The Democratic lead includes those who picked the Democratic Party when initially asked and those from the originally non-committal group who went with the Democrats when asked a follow-up question. Overall, Democrats had 50 percent of the support, while Republicans had 43 percent. These numbers are exactly reversed from the results in Monmouth University polling from back in January. More recently (in June), both sides were tied in these Monmouth numbers. Counting just those who picked the Democrats or Republicans when initially asked leaves an apparently substantial portion without any initial preference, although Democrats still lead, with 38 percent of the support compared to 34 percent for Republicans. A full 12 percent of the overall total had no initial choice but leaned towards the Dems, and it was 9 percent of the overall total making a similar lean to the GOP.
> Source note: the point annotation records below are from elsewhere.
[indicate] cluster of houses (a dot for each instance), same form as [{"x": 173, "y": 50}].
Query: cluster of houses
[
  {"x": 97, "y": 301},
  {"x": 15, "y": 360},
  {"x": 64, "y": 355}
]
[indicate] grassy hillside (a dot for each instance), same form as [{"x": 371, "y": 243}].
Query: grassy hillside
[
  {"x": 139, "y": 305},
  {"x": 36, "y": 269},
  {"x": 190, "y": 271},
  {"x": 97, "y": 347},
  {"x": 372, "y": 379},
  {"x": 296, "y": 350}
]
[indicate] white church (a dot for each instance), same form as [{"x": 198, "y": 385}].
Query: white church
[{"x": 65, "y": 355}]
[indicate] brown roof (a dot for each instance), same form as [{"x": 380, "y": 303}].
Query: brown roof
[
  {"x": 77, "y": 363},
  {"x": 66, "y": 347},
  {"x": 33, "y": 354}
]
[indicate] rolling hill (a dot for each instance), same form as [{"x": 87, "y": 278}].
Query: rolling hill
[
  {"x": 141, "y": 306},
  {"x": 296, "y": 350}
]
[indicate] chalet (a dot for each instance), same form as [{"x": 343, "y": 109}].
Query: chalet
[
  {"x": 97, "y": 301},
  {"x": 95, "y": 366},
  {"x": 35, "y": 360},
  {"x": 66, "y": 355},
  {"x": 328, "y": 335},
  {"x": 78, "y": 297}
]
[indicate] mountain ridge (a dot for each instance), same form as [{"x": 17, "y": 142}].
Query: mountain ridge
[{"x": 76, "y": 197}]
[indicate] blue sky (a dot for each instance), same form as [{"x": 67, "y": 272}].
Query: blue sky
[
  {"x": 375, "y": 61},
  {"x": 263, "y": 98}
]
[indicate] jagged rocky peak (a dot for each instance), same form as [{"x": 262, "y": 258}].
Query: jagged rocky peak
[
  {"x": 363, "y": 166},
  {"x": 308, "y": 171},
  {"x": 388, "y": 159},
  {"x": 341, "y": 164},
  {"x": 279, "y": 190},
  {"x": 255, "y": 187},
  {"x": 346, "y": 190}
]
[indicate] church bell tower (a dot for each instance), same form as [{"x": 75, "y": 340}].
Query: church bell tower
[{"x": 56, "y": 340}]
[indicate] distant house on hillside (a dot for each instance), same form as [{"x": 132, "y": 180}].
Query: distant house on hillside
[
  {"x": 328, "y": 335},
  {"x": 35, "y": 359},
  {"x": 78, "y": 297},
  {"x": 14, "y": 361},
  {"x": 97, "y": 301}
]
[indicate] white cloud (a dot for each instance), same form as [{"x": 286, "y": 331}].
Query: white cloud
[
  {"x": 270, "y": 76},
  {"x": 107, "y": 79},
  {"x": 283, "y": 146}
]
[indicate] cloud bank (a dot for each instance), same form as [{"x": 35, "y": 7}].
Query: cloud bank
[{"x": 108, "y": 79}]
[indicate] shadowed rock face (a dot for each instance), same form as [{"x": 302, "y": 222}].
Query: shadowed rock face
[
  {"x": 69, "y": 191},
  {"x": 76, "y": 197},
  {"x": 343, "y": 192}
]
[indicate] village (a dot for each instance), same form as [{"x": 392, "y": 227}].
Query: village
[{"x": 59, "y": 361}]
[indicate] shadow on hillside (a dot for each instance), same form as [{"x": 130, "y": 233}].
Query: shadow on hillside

Democrats are seeing relatively positive poll numbers in key races in states including Pennsylvania and Georgia. A model from the elections data and analysis site FiveThirtyEight that relies only on polling data gives Democrats a 74-in-100 chance of holding the Senate through the midterm elections as of this Wednesday afternoon. (A version of the model with more elements factored into the calculations gives the Dems a 57-in-100 chance.) Democratic chances of holding control of the House are generally seen as less positive, although there’s obviously no way of telling exactly what’ll happen until it does. The Senate field has a new confirmed addition after Trump endorsement-recipient Blake Masters won the Arizona GOP primary for Senate on Tuesday. Generally speaking, incumbent Democratic Senator Mark Kelly is the favorite to win in this year’s Arizona Senate contest based on polling and other factors, although the race is still among the closer on the ballot this year. It’s certainly much closer than Senate races in California and Missouri.
When asked in the new Monmouth polling to name a single issue from a list of choices as their most highly prioritized in the midterms, Democratic responses were relatively split, suggesting the broad ground on which Democratic candidates can campaign. A full 24 percent selected abortion, while 20 percent said climate change, 19 percent went with gun control, and 18 percent picked health care. Just this week, a bill was introduced in the Senate that would put protections for abortion originally provided by Roe v. Wade into federal law. It seems relatively clear an expanded Democratic majority — to the point of overcoming the filibuster — could restore national abortion protections. Concurrently, Republican majorities in both chambers would no doubt try and pass destructive measures like new federal restrictions on abortion.